Jerrssis Wadia

Personal information
- Full name: Jerrssis Dillzan Wadia
- Born: 12 November 2001 (age 24) Mumbai, India
- Batting: Left-handed
- Bowling: Slow left-arm orthodox
- Role: All-rounder

Domestic team information
- 2025/26–present: Adelaide Strikers (squad no. 55)
- 2026/27–present: South Australia

Career statistics
| Competition | List A | T20 |
| Matches | 1 | 7 |
| Runs scored | - | 52 |
| Batting average | - | 8.66 |
| 100s/50s | - | 0/0 |
| Top score | - | 34 |
| Balls bowled | 60 | 72 |
| Wickets | 1 | 2 |
| Bowling average | 35.00 | 45.50 |
| 5 wickets in innings | 0 | 0 |
| 10 wickets in match | 0 | 0 |
| Best bowling | 1/35 | 2/11 |
| Catches/stumpings | 0/– | 5/– |
- Source: Cricinfo, 20 September 2026

= Jerrssis Wadia =

Australian cricketer (born 2001)

Jerrssis Dillzan Wadia (born 22 November 2001) is an Indian-born cricketer based in Australia who plays for South Australia and the Adelaide Strikers. He is a left-handed batsman and left-arm orthodox spin bowler. He made his Big Bash League debut against Melbourne Stars on 23 December 2025.
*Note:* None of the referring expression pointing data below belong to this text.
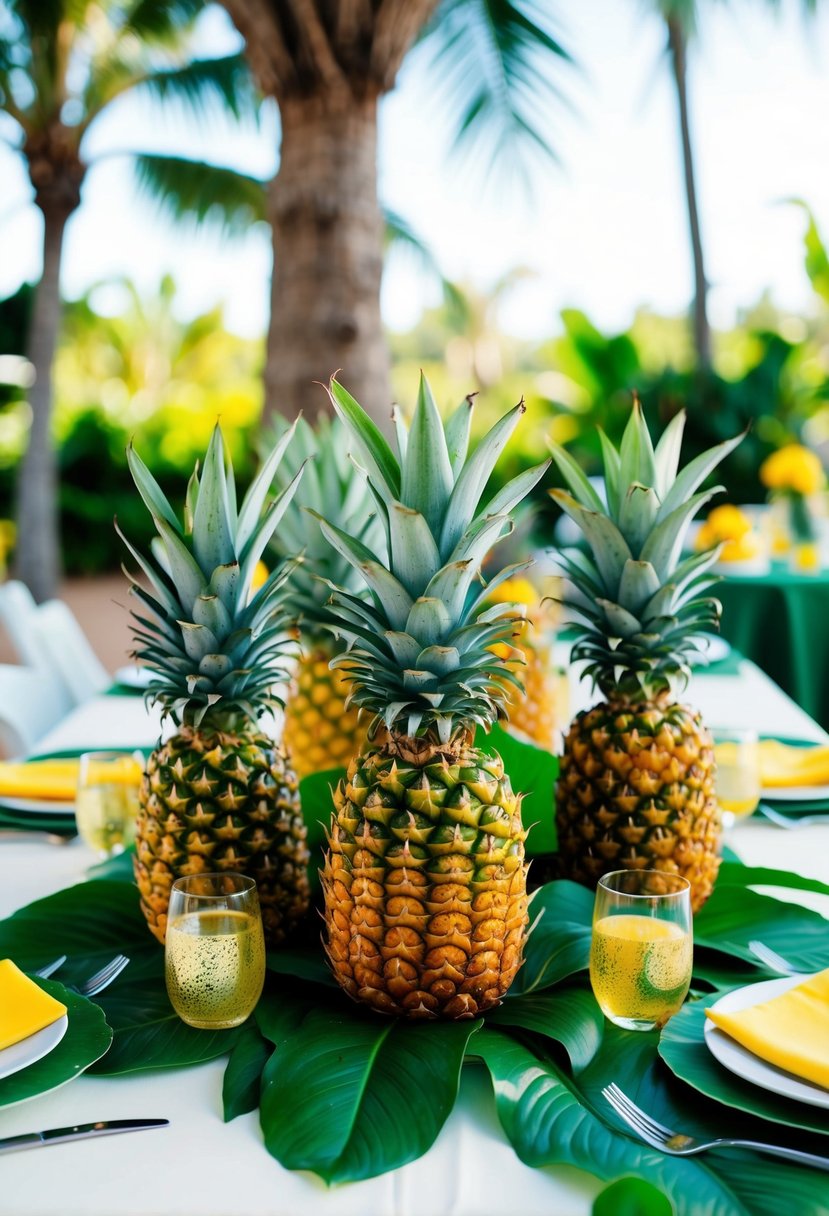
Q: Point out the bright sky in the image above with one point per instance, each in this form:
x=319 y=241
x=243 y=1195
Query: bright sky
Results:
x=607 y=231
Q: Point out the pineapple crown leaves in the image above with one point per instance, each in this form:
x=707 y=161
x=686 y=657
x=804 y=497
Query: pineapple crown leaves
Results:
x=332 y=488
x=216 y=651
x=639 y=606
x=418 y=647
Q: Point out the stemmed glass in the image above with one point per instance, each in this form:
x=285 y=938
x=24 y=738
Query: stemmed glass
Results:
x=214 y=955
x=641 y=952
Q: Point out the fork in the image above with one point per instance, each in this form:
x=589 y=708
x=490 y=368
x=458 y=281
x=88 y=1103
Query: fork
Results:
x=678 y=1144
x=771 y=958
x=96 y=983
x=784 y=821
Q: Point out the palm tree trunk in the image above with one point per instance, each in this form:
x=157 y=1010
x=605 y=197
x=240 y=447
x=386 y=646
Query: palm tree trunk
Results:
x=677 y=44
x=327 y=259
x=38 y=555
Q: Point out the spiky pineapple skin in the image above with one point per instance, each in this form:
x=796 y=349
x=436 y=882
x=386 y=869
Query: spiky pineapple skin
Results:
x=223 y=801
x=535 y=713
x=426 y=884
x=320 y=732
x=636 y=791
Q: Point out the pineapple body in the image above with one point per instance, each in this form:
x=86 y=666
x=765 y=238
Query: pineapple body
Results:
x=636 y=791
x=320 y=731
x=214 y=801
x=534 y=713
x=426 y=880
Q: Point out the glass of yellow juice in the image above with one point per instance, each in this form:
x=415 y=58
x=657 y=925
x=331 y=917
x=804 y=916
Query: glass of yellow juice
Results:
x=214 y=953
x=737 y=754
x=107 y=800
x=642 y=949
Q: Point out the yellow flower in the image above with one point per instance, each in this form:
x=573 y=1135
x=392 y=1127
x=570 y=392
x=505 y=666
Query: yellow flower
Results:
x=794 y=468
x=729 y=527
x=515 y=591
x=259 y=576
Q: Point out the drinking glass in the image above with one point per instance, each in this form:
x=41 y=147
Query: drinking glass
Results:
x=214 y=955
x=641 y=952
x=737 y=754
x=107 y=800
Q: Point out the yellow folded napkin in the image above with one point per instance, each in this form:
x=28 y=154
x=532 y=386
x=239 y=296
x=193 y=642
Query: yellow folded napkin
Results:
x=24 y=1008
x=790 y=1030
x=58 y=778
x=783 y=765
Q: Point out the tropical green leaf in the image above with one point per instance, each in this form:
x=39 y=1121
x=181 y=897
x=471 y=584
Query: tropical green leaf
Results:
x=240 y=1090
x=632 y=1197
x=201 y=192
x=734 y=916
x=558 y=945
x=86 y=1039
x=148 y=1034
x=682 y=1047
x=492 y=62
x=374 y=1092
x=427 y=472
x=383 y=468
x=533 y=772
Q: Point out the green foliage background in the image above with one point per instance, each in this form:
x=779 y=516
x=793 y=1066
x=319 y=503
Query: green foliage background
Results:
x=130 y=367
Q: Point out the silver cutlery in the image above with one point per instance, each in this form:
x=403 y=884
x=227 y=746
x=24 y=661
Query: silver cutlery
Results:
x=678 y=1144
x=785 y=821
x=50 y=968
x=80 y=1131
x=96 y=983
x=773 y=961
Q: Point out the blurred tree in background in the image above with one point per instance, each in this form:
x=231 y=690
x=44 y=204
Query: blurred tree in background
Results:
x=62 y=65
x=327 y=63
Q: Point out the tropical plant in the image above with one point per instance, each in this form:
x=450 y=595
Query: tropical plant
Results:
x=62 y=65
x=637 y=780
x=327 y=65
x=426 y=883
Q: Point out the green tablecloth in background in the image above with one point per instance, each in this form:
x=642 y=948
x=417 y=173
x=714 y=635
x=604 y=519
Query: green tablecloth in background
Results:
x=782 y=621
==Early and personal life==
Wadia was born in Mumbai, India. Wadia’s father, Dilzan Wadia, is a Bollywood actor based in Mumbai. Fellow Indian cricketer Hardik Pandya would take tuition from Wadia's mother, and stayed at his family house in Mumbai. His grandfather Neville Wadia became the oldest player to score a century in minor cricket, earning a place in the Guinness Book of World Records. He speaks Hindi and Gujarati, as well as English. Wadia played U16 and U19 cricket for the Baroda Cricket Association, before moving to Adelaide.

==Career==
Wadia first came to Australia at the age of 17 years-old, and played for the South Australia U19s and with the Adelaide Strikers Academy, only to return to Mumbai as the COVID-19 pandemic stopped cricket and international borders closed. Having moved back to Adelaide in 2022, Wadia played South Australian Premier Cricket from the 2022–23 campaign onwards, and featured for clubs such as East Torrens and Tea Tree Gully.

Wadia was playing at a T10 tournament in Melbourne, when he was spotted by former Australia captain and current Adelaide Strikers coach Tim Paine. Wadia was brought into the Adelaide Strikers squad for the Big Bash League in 2025; as a local player replacement for Alex Carey. He made his debut against Melbourne Stars on 23 December 2025. In his second appearance on 27 December, he hit three sixes from the first three balls he faced from Jack Wildermuth, scoring 22 from his first four balls, and ultimately scoring 34 from 16 deliveries against Brisbane Heat.